Abstract

The European Carbon Capture and Storage (CCS) industry is still grasping for an effective policy structure which will support deployment of commercial CCS projects. This paper will consider the current context of CCS policy given three significant developments: (a) the agreement in 2014 for a technology neutral 2030 EU emissions reduction target; (b) a binding commitment at COP21 in Paris, Dec 2015, for a global emissions reduction target; (c) the collapse of the UK's CCS Commercialisation Programme in Nov 2015.The period 2010-2015 saw continued stagnation in the European CCS industry, with a series of projects proposed but then subsequently cancelled. This hints as three problems (1) an industry which is weak in communicating why CCS is important, and failed to engage a wider stakeholder base; (2) incumbent governments which are not willing to fund the initially high costs of the first CCS projects; (3) weak market based structures which force industrial consortia to rely on government subsidy, thus leaving projects vulnerable to political forces.The tension within the UK's Commercialisation Programme could still offer lessons for other potential CCS projects in Europe; and inform policy developments at the UK and European level.

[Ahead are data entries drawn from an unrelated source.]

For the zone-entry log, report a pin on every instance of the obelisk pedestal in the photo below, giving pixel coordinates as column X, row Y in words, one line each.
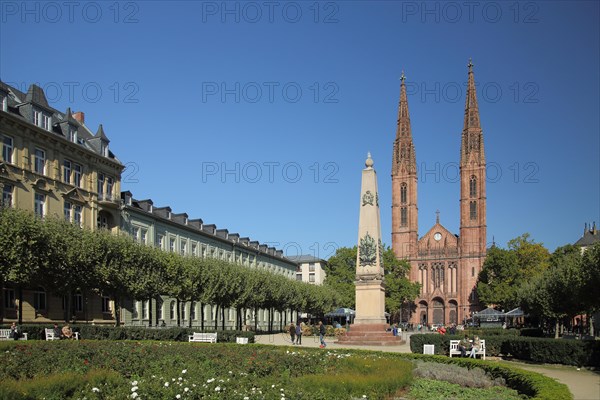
column 370, row 324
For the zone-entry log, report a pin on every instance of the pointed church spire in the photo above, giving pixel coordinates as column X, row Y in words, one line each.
column 404, row 149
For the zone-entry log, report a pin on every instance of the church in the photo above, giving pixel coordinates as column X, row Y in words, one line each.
column 445, row 264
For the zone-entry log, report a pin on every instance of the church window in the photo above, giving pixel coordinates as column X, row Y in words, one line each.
column 473, row 186
column 403, row 216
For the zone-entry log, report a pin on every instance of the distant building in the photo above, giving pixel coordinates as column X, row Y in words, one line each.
column 175, row 232
column 310, row 269
column 53, row 164
column 590, row 237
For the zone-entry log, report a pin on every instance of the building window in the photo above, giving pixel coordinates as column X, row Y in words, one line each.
column 159, row 310
column 39, row 299
column 473, row 187
column 77, row 175
column 40, row 205
column 172, row 309
column 67, row 211
column 145, row 309
column 109, row 187
column 67, row 169
column 106, row 304
column 183, row 247
column 473, row 210
column 39, row 161
column 101, row 186
column 7, row 149
column 77, row 210
column 403, row 193
column 9, row 299
column 193, row 311
column 134, row 311
column 78, row 302
column 7, row 195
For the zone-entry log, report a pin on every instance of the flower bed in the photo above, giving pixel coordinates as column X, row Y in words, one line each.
column 172, row 370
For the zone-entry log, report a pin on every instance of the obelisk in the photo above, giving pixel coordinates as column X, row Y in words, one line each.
column 370, row 289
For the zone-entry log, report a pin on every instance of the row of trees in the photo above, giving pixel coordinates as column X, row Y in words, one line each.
column 399, row 291
column 64, row 258
column 550, row 287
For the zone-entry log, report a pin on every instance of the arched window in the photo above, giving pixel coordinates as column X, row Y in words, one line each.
column 403, row 193
column 172, row 309
column 473, row 186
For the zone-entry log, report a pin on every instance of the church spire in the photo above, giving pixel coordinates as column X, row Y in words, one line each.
column 472, row 135
column 404, row 149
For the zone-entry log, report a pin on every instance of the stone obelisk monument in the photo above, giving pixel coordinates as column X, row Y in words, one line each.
column 369, row 325
column 370, row 291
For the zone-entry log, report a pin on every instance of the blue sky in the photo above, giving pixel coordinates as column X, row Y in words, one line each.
column 257, row 116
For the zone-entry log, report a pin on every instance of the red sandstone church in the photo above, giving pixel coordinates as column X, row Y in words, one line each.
column 446, row 265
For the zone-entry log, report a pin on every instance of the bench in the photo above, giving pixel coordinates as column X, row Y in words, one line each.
column 5, row 335
column 454, row 348
column 51, row 336
column 203, row 337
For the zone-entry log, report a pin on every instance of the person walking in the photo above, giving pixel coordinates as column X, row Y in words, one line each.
column 298, row 333
column 322, row 331
column 292, row 331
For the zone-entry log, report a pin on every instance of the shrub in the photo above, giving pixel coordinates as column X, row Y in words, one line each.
column 102, row 332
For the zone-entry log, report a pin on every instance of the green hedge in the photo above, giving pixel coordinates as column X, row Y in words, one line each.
column 541, row 350
column 532, row 384
column 101, row 332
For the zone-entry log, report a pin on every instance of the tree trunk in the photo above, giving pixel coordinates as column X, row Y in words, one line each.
column 202, row 316
column 216, row 317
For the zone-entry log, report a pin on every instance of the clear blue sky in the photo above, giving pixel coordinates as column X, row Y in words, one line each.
column 286, row 98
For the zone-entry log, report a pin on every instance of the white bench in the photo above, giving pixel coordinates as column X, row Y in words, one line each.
column 51, row 336
column 5, row 335
column 454, row 348
column 203, row 337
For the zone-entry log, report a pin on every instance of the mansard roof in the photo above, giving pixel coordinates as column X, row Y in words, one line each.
column 22, row 105
column 197, row 226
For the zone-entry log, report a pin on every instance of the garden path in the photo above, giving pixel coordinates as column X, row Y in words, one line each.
column 583, row 384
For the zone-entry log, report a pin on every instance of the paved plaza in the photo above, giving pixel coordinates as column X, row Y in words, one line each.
column 583, row 383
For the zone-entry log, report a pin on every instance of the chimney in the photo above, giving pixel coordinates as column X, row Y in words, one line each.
column 79, row 116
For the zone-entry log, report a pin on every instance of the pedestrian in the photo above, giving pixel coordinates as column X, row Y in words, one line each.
column 464, row 345
column 298, row 333
column 14, row 331
column 322, row 331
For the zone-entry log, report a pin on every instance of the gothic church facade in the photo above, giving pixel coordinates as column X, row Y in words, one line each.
column 446, row 265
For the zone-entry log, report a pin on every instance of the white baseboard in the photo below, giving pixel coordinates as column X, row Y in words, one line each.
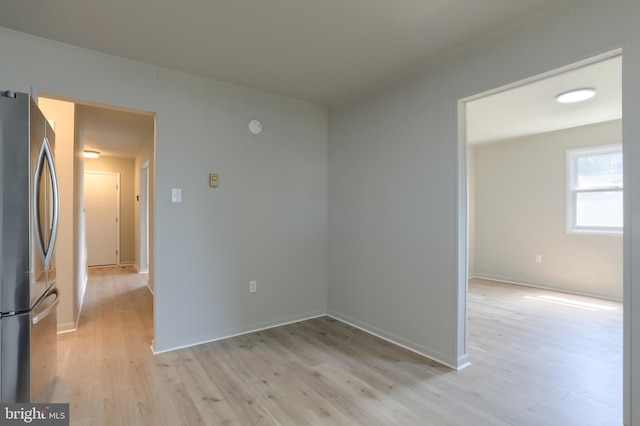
column 456, row 364
column 244, row 330
column 67, row 327
column 542, row 287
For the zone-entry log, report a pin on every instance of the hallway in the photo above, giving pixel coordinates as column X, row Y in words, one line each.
column 538, row 357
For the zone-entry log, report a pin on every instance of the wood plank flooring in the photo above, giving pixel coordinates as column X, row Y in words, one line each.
column 535, row 361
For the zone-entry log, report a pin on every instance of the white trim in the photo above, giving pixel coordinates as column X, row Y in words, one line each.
column 244, row 330
column 456, row 364
column 543, row 287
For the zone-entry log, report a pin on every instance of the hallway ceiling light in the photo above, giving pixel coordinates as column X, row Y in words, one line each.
column 576, row 95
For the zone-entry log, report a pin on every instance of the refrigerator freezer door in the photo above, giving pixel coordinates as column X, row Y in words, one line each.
column 45, row 203
column 15, row 366
column 14, row 204
column 44, row 346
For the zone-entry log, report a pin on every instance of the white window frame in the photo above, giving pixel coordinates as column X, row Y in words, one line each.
column 572, row 192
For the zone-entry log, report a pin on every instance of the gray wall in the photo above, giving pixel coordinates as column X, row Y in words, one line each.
column 394, row 210
column 268, row 219
column 520, row 212
column 397, row 187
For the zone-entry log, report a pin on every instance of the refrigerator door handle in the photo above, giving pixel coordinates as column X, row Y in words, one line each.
column 42, row 315
column 46, row 253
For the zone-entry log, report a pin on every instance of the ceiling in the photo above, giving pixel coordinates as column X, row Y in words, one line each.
column 532, row 108
column 323, row 51
column 113, row 132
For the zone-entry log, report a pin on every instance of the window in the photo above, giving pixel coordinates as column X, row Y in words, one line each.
column 594, row 193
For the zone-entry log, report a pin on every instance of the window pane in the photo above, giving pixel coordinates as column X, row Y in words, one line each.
column 602, row 209
column 600, row 171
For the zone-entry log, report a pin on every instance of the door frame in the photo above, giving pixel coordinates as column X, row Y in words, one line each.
column 118, row 221
column 462, row 241
column 144, row 218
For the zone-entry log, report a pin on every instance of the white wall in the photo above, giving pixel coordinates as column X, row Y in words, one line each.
column 520, row 212
column 395, row 265
column 268, row 219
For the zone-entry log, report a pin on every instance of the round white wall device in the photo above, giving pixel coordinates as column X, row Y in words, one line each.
column 255, row 127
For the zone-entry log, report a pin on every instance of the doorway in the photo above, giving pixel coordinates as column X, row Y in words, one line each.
column 467, row 172
column 144, row 218
column 102, row 210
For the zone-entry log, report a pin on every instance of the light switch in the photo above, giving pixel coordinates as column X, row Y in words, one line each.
column 176, row 195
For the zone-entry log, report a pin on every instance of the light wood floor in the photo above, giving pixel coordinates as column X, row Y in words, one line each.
column 534, row 362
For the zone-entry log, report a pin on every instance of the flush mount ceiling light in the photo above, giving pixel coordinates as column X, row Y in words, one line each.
column 576, row 95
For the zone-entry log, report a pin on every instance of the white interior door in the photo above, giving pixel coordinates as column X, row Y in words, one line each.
column 101, row 202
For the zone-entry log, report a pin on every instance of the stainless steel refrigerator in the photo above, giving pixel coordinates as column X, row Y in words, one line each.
column 29, row 211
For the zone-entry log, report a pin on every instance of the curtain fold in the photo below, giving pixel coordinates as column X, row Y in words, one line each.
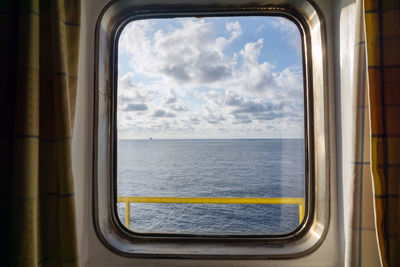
column 360, row 248
column 382, row 19
column 40, row 86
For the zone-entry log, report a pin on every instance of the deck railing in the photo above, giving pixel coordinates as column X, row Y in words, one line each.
column 207, row 200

Namely (i) payment flows between the emitter / capture plant to the transport & storage provider, and the risk apportionment between those partners; (ii) the cost-benefit of oversized infrastructure and the challenges of a first project to finance the bulk of these costs.A recent report to the UK government on CCS recommended state-owned companies delivering all aspects of CCS, but such a recommendation makes it all too easy for a centre-right party focussed on smaller government and tight expenditure to dismiss CCS as “too difficult”. An alternative would be normal commercial and market arrangements for the power & capture section; and a regulated monopoly for the transport & storage infrastructure, backed by the state for risk and liabilities.